On March 28, Congresswoman Eleanor Holmes Norton (D-DC) introduced a bill that would give the District of Columbia exclusive authority, like states and U.S. territories, to grant clemency for criminal convictions under its laws. The District of Columbia Home Rule Clemency Act is part of Norton’s “Free and Equal D.C.” series. While D.C. law appears to give the mayor authority to grant clemency (D.C. Code 1–301.76), the U.S. Department of Justice (DOJ) has opined that the mayor’s clemency authority, if any, is very narrow, and that the President of the United States has authority to grant clemency in all D.C. criminal cases and exclusive authority for D.C. felonies. Under current practice, clemency petitions for D.C. convictions, like federal convictions, are submitted to the Department of Justice for the President’s consideration. In Norton’s bill, clemency includes pardons, reprieves, or commutations of sentence.

In introducing the bill, Norton said “The District, like states and territories, should have full control of its local criminal justice system, the most basic responsibility of local government.

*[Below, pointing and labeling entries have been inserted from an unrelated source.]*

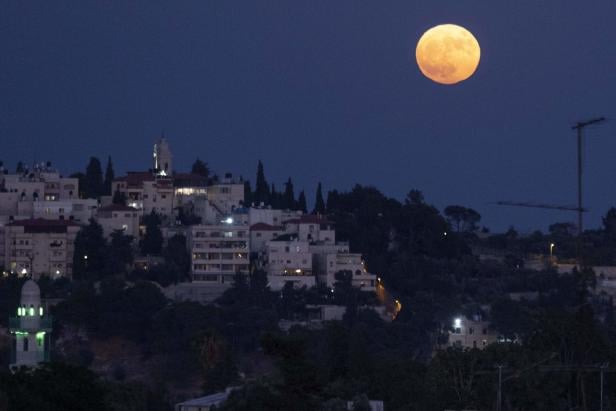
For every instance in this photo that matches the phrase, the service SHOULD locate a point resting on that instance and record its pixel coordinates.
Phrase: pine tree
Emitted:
(319, 204)
(200, 168)
(152, 242)
(247, 193)
(274, 197)
(301, 202)
(288, 198)
(93, 180)
(119, 198)
(262, 190)
(109, 176)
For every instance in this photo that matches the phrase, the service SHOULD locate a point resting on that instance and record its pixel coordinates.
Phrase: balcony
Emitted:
(30, 357)
(27, 323)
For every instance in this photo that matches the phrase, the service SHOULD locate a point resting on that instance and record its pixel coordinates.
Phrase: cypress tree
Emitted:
(319, 204)
(93, 181)
(109, 176)
(262, 191)
(301, 202)
(288, 198)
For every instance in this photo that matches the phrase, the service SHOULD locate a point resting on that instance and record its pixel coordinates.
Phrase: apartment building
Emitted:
(40, 247)
(289, 260)
(218, 252)
(119, 217)
(147, 192)
(474, 332)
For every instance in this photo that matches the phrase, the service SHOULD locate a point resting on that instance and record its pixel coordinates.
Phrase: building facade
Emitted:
(218, 252)
(119, 217)
(39, 247)
(30, 328)
(289, 260)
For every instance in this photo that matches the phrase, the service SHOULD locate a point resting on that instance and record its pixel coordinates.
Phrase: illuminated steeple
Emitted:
(162, 158)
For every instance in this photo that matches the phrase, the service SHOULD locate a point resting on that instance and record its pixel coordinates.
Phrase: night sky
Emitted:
(321, 90)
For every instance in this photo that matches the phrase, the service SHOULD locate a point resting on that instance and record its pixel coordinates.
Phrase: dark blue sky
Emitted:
(320, 90)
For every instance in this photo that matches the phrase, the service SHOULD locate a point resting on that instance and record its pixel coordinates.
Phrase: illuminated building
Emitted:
(31, 328)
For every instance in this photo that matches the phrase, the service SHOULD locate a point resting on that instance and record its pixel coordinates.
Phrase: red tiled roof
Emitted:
(135, 178)
(189, 180)
(265, 227)
(309, 219)
(41, 225)
(117, 207)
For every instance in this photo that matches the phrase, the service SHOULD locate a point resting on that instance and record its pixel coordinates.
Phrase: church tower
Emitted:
(163, 160)
(30, 328)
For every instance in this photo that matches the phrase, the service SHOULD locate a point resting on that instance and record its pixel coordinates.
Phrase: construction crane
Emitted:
(532, 204)
(579, 127)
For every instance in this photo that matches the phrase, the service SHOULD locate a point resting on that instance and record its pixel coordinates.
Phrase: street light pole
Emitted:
(499, 392)
(603, 367)
(579, 127)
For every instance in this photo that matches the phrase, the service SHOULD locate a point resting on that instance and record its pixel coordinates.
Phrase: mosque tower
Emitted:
(30, 328)
(162, 158)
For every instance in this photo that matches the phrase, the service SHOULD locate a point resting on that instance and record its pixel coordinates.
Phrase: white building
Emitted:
(261, 234)
(162, 159)
(289, 261)
(226, 195)
(119, 217)
(39, 247)
(311, 228)
(147, 192)
(271, 216)
(218, 252)
(30, 328)
(41, 184)
(327, 265)
(77, 210)
(471, 333)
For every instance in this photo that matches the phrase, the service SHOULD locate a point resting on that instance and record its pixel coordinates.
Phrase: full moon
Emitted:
(447, 54)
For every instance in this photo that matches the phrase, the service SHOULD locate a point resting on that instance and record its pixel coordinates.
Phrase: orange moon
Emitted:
(448, 54)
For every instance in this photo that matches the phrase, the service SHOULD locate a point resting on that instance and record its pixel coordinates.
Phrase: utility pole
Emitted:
(603, 367)
(580, 126)
(499, 392)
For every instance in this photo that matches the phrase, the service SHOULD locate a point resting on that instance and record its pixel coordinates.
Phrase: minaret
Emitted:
(31, 328)
(162, 158)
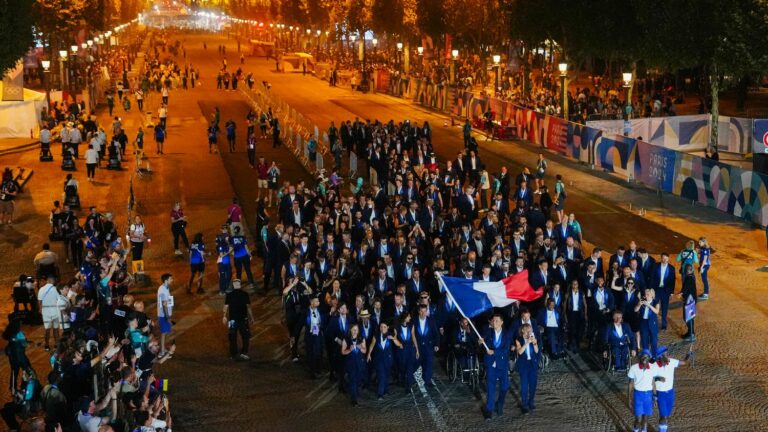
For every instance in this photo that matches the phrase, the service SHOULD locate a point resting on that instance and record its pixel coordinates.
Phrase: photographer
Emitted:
(178, 227)
(238, 318)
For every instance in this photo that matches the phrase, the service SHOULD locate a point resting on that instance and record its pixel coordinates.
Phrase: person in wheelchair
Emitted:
(619, 341)
(463, 344)
(552, 321)
(71, 195)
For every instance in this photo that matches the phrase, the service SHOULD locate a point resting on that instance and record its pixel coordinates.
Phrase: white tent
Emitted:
(18, 118)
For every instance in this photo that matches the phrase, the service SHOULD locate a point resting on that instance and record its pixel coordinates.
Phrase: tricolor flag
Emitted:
(475, 297)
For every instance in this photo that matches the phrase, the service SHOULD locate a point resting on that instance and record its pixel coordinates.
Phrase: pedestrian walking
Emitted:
(251, 149)
(137, 236)
(230, 127)
(140, 99)
(353, 348)
(223, 262)
(560, 196)
(641, 378)
(213, 138)
(496, 363)
(527, 365)
(238, 318)
(91, 160)
(705, 254)
(159, 138)
(165, 306)
(690, 296)
(241, 254)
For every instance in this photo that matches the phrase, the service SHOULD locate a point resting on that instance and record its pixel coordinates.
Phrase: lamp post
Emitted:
(454, 57)
(62, 59)
(47, 68)
(626, 78)
(563, 67)
(496, 63)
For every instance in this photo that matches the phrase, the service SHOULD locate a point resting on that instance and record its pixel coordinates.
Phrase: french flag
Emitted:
(474, 297)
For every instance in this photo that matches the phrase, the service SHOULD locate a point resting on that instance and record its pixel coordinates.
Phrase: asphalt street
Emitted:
(726, 391)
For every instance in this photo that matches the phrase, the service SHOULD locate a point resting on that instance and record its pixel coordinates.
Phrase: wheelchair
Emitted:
(68, 161)
(468, 370)
(45, 152)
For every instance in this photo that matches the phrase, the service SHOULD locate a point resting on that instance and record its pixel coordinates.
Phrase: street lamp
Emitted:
(62, 58)
(454, 57)
(496, 63)
(626, 77)
(563, 68)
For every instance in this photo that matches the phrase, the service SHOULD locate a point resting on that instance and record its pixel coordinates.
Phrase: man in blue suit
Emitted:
(383, 352)
(428, 340)
(620, 340)
(315, 322)
(663, 279)
(497, 346)
(552, 321)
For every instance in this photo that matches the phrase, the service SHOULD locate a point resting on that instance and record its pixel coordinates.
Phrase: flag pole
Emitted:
(458, 307)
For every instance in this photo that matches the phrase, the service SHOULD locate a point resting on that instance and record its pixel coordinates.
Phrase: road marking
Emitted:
(431, 405)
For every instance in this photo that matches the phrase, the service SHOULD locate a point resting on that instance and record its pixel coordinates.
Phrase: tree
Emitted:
(15, 32)
(724, 38)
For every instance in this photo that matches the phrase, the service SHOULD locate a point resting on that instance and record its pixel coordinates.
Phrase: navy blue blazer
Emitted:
(500, 349)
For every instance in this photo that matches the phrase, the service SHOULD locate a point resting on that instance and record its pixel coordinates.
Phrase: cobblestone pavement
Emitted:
(725, 391)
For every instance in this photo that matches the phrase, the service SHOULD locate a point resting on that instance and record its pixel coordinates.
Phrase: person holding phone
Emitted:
(527, 365)
(382, 350)
(353, 348)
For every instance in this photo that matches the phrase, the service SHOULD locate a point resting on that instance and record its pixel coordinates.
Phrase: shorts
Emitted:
(52, 318)
(666, 402)
(165, 325)
(643, 403)
(6, 207)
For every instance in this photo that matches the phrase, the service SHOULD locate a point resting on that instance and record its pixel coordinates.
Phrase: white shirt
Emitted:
(551, 319)
(668, 372)
(619, 330)
(91, 156)
(643, 378)
(49, 296)
(164, 295)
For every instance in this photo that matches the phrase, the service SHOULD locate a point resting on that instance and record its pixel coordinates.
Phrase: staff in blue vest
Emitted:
(382, 351)
(527, 366)
(496, 362)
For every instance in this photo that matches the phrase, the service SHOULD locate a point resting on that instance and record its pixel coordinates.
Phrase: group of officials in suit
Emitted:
(357, 273)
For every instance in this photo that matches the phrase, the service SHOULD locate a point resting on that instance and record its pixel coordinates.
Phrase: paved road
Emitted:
(727, 390)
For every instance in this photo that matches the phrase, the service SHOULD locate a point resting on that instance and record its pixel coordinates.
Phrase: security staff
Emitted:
(527, 365)
(382, 351)
(238, 317)
(497, 346)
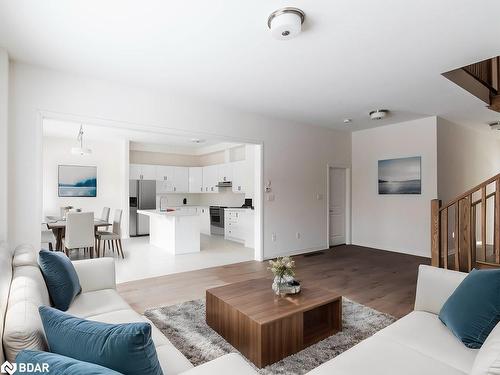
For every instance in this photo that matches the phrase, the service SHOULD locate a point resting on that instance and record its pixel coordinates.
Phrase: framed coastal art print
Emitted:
(77, 181)
(400, 176)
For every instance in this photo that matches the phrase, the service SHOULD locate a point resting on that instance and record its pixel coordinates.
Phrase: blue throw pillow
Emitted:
(32, 362)
(473, 309)
(61, 278)
(126, 348)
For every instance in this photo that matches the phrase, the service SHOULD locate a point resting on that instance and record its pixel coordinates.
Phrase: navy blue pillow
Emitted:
(61, 278)
(28, 360)
(473, 310)
(126, 348)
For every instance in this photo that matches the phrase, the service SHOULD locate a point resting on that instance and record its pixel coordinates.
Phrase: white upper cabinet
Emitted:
(181, 179)
(210, 179)
(225, 172)
(239, 176)
(164, 173)
(196, 180)
(142, 172)
(135, 172)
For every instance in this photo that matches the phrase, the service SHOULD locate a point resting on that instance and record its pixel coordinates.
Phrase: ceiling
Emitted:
(353, 55)
(140, 140)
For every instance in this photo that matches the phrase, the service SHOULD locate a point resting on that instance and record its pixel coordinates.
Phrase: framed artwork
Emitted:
(77, 181)
(400, 176)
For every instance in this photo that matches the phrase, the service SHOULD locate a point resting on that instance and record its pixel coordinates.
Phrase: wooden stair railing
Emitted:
(460, 251)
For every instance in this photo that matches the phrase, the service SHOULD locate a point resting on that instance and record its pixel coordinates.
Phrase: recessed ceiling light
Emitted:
(495, 125)
(197, 140)
(286, 23)
(378, 114)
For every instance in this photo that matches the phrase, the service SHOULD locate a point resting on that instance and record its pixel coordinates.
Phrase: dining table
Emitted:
(59, 226)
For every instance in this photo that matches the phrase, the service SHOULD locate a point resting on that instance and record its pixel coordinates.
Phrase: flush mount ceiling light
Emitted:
(495, 125)
(80, 150)
(286, 23)
(378, 114)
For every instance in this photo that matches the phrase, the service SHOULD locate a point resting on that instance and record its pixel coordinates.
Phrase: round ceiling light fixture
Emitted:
(197, 140)
(495, 125)
(378, 114)
(286, 23)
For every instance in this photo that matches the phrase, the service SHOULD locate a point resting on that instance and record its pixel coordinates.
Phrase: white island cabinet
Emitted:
(176, 232)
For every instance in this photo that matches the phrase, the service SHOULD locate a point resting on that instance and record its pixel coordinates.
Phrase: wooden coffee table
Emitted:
(266, 328)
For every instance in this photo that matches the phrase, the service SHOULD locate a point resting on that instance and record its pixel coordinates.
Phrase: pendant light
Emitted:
(80, 150)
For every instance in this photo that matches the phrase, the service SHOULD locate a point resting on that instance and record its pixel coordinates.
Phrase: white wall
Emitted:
(4, 97)
(294, 155)
(109, 159)
(398, 223)
(466, 158)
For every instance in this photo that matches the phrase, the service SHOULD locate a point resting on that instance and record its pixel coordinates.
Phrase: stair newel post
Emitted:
(435, 232)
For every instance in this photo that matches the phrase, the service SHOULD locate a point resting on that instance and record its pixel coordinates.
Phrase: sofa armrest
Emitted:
(434, 286)
(96, 274)
(227, 364)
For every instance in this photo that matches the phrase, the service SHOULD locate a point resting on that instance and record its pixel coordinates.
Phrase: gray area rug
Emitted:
(184, 325)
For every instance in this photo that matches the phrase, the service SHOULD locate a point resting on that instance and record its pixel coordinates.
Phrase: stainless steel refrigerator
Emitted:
(142, 197)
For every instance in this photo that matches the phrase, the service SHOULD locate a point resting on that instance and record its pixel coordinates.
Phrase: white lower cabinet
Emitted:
(238, 225)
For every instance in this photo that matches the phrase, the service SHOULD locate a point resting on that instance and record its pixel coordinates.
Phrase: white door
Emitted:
(337, 206)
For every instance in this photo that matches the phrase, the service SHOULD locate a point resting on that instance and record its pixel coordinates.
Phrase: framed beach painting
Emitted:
(400, 176)
(77, 181)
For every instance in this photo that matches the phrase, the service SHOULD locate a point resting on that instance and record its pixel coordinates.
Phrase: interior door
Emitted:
(337, 207)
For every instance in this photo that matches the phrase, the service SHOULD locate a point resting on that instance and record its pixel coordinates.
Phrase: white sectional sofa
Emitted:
(23, 290)
(417, 344)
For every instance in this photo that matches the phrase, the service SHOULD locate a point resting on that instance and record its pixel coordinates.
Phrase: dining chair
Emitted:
(111, 238)
(105, 214)
(79, 232)
(48, 236)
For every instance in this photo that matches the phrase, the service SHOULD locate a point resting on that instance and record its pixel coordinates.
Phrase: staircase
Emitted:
(465, 232)
(481, 79)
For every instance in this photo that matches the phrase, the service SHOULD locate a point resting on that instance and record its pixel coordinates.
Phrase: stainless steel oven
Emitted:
(217, 220)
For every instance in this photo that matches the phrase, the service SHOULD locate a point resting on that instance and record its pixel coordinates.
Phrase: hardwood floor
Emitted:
(383, 280)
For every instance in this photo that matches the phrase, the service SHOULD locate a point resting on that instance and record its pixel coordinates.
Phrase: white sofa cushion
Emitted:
(379, 355)
(227, 364)
(97, 302)
(23, 327)
(424, 332)
(434, 287)
(488, 358)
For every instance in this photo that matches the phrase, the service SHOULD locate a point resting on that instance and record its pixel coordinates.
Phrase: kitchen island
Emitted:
(177, 232)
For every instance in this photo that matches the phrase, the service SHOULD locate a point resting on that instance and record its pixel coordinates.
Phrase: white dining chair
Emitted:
(47, 237)
(80, 232)
(105, 214)
(112, 238)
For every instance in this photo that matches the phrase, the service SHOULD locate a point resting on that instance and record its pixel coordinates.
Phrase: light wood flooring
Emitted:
(383, 280)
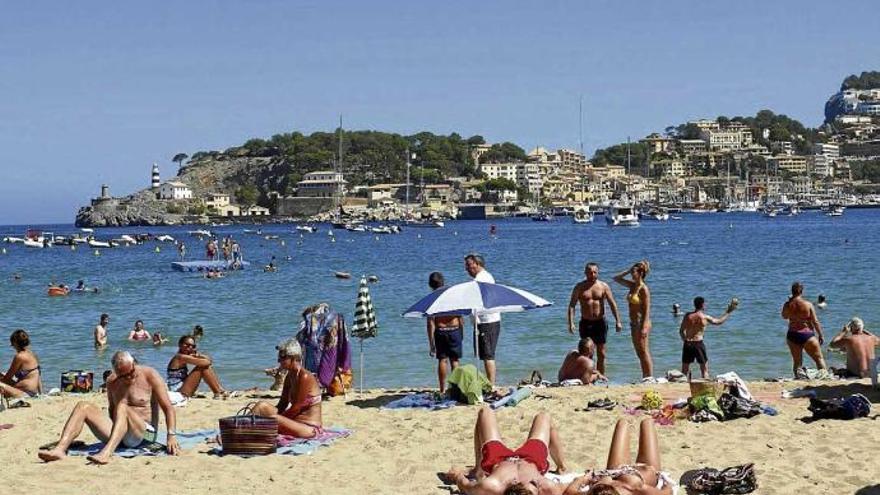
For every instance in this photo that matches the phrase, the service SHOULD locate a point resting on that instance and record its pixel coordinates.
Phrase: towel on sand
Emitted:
(424, 400)
(186, 439)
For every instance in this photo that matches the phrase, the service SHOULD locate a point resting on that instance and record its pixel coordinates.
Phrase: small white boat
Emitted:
(622, 215)
(582, 215)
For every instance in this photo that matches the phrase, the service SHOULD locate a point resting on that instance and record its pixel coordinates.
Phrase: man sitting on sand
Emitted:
(181, 379)
(499, 470)
(135, 394)
(692, 328)
(578, 364)
(859, 345)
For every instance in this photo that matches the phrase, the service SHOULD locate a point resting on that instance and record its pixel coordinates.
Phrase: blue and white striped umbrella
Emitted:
(475, 298)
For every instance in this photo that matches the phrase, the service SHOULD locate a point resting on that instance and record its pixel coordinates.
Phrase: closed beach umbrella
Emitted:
(365, 324)
(475, 298)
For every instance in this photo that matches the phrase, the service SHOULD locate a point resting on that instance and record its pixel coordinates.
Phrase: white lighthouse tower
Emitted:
(154, 179)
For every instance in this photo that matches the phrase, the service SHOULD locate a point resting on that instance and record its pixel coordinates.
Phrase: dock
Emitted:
(205, 265)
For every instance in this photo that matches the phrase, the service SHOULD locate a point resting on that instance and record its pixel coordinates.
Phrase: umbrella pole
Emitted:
(362, 366)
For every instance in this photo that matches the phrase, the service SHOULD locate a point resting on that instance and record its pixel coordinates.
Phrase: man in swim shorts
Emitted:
(593, 294)
(135, 394)
(859, 345)
(500, 470)
(692, 328)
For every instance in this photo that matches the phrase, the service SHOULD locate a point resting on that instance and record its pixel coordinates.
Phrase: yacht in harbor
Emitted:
(622, 214)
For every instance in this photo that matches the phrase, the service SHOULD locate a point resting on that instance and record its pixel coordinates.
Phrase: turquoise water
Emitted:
(718, 256)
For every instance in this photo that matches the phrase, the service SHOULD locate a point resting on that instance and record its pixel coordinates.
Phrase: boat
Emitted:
(37, 239)
(622, 214)
(99, 244)
(835, 210)
(582, 215)
(659, 214)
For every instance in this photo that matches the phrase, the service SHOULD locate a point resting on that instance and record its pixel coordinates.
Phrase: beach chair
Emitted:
(874, 365)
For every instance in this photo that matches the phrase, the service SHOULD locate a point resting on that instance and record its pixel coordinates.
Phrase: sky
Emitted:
(95, 92)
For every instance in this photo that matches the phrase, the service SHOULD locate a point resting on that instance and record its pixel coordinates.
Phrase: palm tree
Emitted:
(179, 158)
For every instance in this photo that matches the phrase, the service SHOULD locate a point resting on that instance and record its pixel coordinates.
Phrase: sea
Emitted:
(246, 314)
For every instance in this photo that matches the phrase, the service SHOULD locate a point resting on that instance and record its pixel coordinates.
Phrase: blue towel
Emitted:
(186, 439)
(424, 400)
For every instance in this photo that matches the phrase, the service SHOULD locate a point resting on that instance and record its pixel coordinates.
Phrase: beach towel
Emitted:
(301, 446)
(186, 439)
(424, 400)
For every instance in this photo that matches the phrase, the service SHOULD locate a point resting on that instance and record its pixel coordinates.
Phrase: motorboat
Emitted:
(99, 244)
(658, 214)
(582, 215)
(622, 215)
(835, 210)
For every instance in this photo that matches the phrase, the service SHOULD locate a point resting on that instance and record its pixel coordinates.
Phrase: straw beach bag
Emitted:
(248, 434)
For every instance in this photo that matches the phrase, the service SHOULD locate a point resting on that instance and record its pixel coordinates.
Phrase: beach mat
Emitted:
(424, 400)
(186, 439)
(300, 446)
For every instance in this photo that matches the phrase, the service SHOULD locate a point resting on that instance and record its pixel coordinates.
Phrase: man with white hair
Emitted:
(859, 345)
(135, 394)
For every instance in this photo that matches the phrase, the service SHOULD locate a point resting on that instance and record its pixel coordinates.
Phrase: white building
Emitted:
(175, 190)
(321, 184)
(499, 171)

Since the D.C. Council has the authority to enact local laws, District officials are in the best position to grant clemency for local law convictions . . . .  This bill is an important step in establishing further autonomy for the District in its own local affairs.” Norton’s full introductory statement is below.  The text of H.R. 1765 has not yet been posted; we link the text of an earlier bill introduced by Congresswoman Norton in January 2016.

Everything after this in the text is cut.